Güvenlik Konseyi aynı zamanda, çok taraflılık ve kurallar bazında bir uluslararası düzen konusunda harcayacağımız çabaların merkezi olacaktır. Tüm eleştirilere rağmen, kriz diplomasisinin bu önemli kurumu olmadan dünya düzeninin nasıl olacağını düşünmek bile istemiyorum. Almanya, güvenliğimizin ve refahımızın temelini oluşturan çok taraflı işbirliğinden geçmişte çok yararlanmıştır. İşbirliği içerisinde olmanın, uluslararası eşgüdüm sağlamanın, ortak kurallar oluşturup uygulamanın herkesin yararına olduğunu her zaman deneyimlemekteyiz. “Together first” bizim ilkemizdir.
Avrupa’nın sesini Güvenlik Konseyi’nin diğer Avrupalı üyeleriyle birlikte New York’ta daha güçlü bir şekilde duyurmak istiyoruz. Eğer Avrupalılar olarak ortak bir tutum içinde olursak, sesimiz daha da etkili olur. 2019 Mart ve Nisan aylarında Fransa ile ortak başkanlıklar planladığımız için özellikle mutluluk duymaktayım. Güvenlik Konseyi’nde bunun örneği yoktur ve bu girişim New York’ta güçlü bir Avrupa’ya ve Aachen Anlaşması’na işaret etmektedir. İnsanî devletler hukukunun ve insani ilkelerin güçlendirilmesine Almanya ve Fransa birlikte ağırlık vermek istiyorlar.

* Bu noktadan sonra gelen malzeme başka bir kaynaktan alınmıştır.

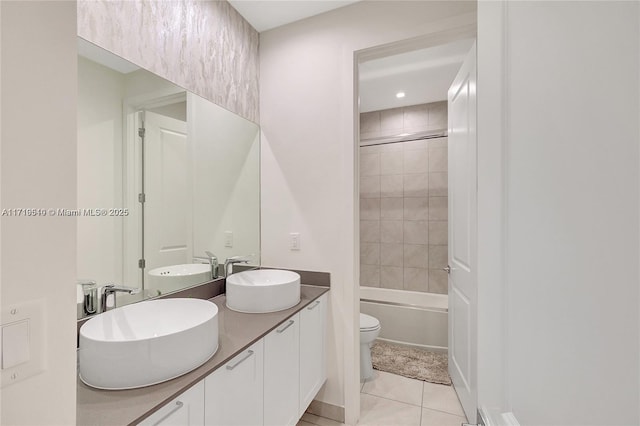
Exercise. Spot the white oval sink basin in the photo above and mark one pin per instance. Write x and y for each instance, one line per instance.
(147, 343)
(175, 277)
(263, 290)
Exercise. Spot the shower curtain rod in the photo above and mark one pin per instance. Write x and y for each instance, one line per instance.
(404, 138)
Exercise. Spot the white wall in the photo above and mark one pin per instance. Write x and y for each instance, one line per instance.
(38, 163)
(226, 176)
(568, 136)
(308, 162)
(100, 95)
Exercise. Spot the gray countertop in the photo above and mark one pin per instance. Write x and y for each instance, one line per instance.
(237, 331)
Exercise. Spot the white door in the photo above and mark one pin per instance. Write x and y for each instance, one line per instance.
(462, 235)
(167, 212)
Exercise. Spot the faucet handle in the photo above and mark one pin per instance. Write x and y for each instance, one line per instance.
(240, 259)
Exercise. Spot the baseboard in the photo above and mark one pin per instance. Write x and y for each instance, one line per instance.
(329, 411)
(496, 418)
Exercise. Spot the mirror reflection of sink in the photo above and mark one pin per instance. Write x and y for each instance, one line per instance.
(263, 290)
(147, 343)
(170, 278)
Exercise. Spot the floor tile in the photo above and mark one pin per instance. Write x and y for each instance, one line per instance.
(376, 411)
(397, 388)
(319, 421)
(439, 418)
(442, 398)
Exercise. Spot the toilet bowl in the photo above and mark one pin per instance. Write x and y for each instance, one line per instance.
(369, 330)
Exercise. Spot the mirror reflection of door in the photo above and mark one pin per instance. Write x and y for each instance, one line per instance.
(167, 194)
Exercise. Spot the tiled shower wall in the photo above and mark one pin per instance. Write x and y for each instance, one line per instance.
(403, 202)
(207, 47)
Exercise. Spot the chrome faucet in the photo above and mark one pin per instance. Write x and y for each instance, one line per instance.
(112, 289)
(228, 264)
(212, 260)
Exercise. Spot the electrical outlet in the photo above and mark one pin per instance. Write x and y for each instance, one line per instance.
(228, 239)
(294, 241)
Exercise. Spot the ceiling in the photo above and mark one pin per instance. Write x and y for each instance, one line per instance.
(423, 75)
(264, 15)
(104, 57)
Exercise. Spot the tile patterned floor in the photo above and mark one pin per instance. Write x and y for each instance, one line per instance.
(391, 400)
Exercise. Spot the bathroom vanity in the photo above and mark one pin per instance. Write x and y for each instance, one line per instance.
(266, 371)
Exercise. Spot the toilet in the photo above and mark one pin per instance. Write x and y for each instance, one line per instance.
(369, 330)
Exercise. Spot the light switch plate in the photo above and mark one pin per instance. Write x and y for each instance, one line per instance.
(20, 361)
(228, 239)
(15, 343)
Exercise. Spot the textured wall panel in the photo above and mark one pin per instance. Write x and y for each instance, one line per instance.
(205, 46)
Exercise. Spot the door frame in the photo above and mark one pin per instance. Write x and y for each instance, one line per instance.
(131, 157)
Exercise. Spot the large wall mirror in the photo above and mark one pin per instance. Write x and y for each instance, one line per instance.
(165, 180)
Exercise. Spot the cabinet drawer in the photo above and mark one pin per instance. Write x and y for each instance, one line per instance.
(186, 410)
(234, 392)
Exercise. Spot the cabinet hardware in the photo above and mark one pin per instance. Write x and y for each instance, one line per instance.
(179, 405)
(289, 324)
(314, 306)
(244, 358)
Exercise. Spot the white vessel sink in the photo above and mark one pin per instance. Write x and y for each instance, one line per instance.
(263, 290)
(175, 277)
(147, 343)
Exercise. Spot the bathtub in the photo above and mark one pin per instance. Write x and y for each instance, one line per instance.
(407, 317)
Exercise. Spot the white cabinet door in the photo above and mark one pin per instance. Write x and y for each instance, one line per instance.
(185, 410)
(463, 293)
(313, 371)
(234, 392)
(281, 373)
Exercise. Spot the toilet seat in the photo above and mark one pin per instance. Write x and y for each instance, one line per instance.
(368, 323)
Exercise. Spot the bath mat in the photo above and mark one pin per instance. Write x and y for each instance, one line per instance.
(410, 362)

Güvenlik Konseyi’nde krizlerin önlenmesi ve kalıcı barışın sağlanması yönünde elbirliğiyle çaba harcamak istiyoruz. Bu bağlamda Konseyin İnsan Hakları Konseyi gibi BM sistemindeki diğer kurullarla işbirliğinin daha iyi olması da önem taşımaktadır.
Bunun için iklim değişikliğinin barışa ve güvenliğe etkilerinin üzerinde de daha fazla durulması gerekmektedir. İklim ve güvenlik konuları Ocak ayında üyeliğimizin başlangıcında da gündem konusuydu. Tartışmalar şu gerçeği ortaya koymuştur: Güvenlik Konseyi iklim değişikliğinin barış ve güvenlik üzerindeki etkilerini göz ardı etmemeli. İklim değişikliği küresel etkileri olan bir gerçektir ve bundan ötürü tüm çatışma durumlarında hesaba katılmalıdır.
Başkanlığımız süresince silahsızlanma ve yayılmama konusundaki çabalarımızı da yoğunlaştırmak ve “Kadınlar, Barış ve Güvenlik” başlıklı gündemin desteklenmesi için çaba harcamak istiyoruz. Bunun için kadınların cinsel şiddetten daha iyi korunmaları ve barış süreçlerindeki rollerinin güçlendirilmesi gerekmektedir.
Almanya, insanî yardım konusunda dünya çapında en büyük donörlerden biri olarak veya Doğu Ukrayna’da N4 formatında ve Suriye’de “small group” formülünde olduğu gibi, somut kriz durumlarında çabalarını yıllardır sürdürmektedir.
Önümüzdeki iki yıl süresince Almanya olarak Güvenlik Konseyi’ne katkıda bulunmaktan ve Avrupa’nın belirgin bir sesi olmaktan mutluluk duyacağız. Böylece çok taraflılığın canlı bir örneği olacağız, zira buna daha çok ihtiyacımız olacak!